We evaluated whether expression of CD166, an ASC marker [31], in the subcutaneous adipose tissue differs depending on the location within the face using minipigs (Figure 1A,B). CD166 expression in subcutaneous adipose tissue around the ZA was higher than that of the subcutaneous adipose tissue around the frontal forehead (FF), mandible (MD), or lateral temporal (LT) area (Figure 1C). Because we hypothesized that HIFU affects ASCs in the adipose tissue, we applied HIFU to three different areas, the ZA, LT, and MD, which differ in CD166 expression, and compared the effect of HIFU on these areas. We did not apply HIFU to the FF area because of the low CD166 expression in this area. CD166 expression in the ZA, LT, and MD tissues where HIFU was applied was significantly higher than that of the control side. Increased CD166 expression induced by HIFU was most prominent in the ZA (Figure 1D).
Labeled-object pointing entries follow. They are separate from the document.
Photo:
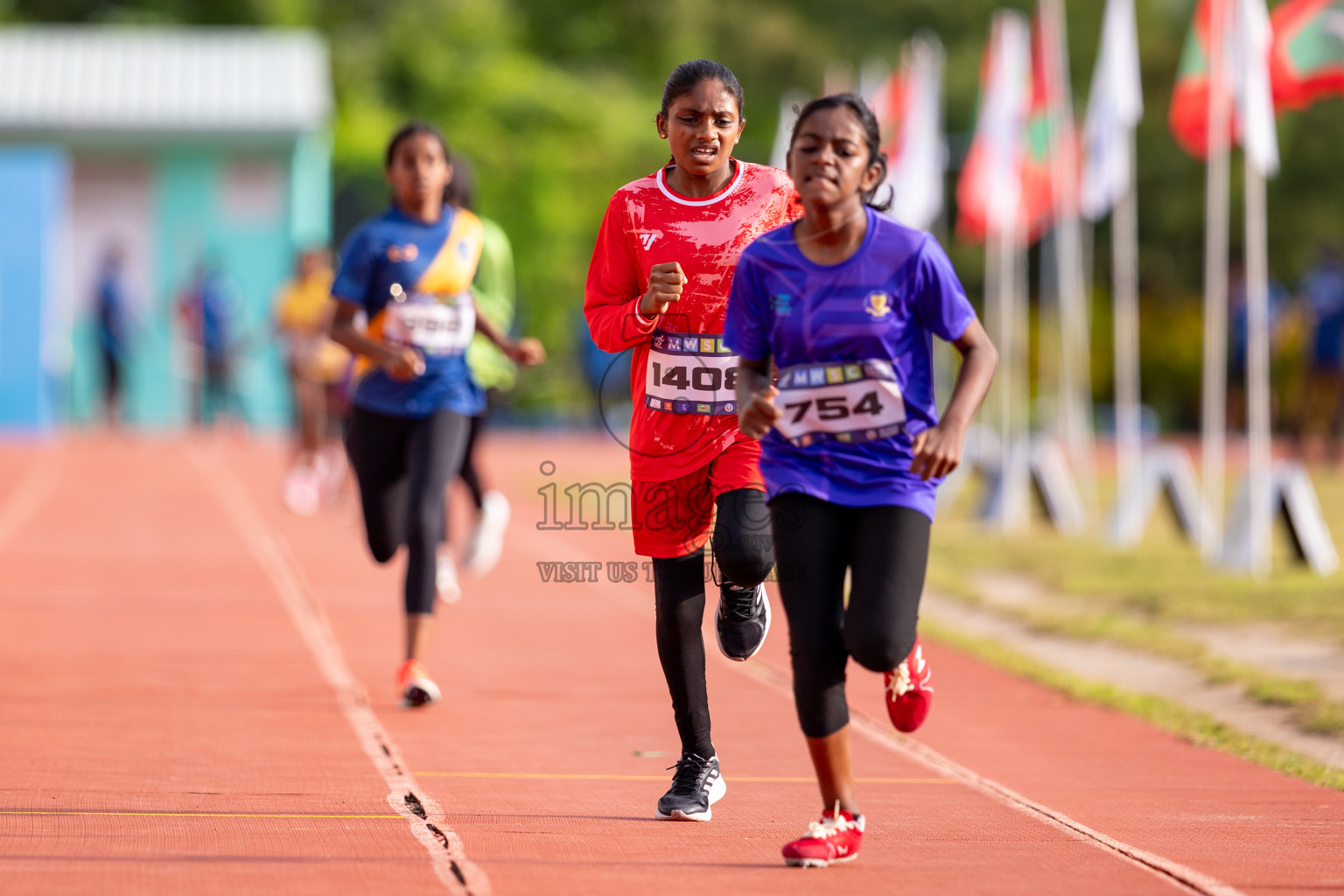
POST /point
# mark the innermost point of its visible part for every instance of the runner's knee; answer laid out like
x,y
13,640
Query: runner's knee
x,y
742,543
383,550
878,650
2.2. HIFU Increases HSP70 Expression and Decreases NF-κB Expression in Facial Subcutaneous Adipose Tissue

HSP70 expression in the ZA, LT, and MD tissues where HIFU was applied was significantly higher than that of the control side. Increased HSP70 expression induced by HIFU was most prominent in the ZA (Figure 2A). Additionally, NF-κB expression in the ZA, LT, and MD tissues where HIFU was applied was significantly lower than that of the control side. Decreased NF-κB expression induced by HIFU was also most prominent in the ZA (Figure 2B).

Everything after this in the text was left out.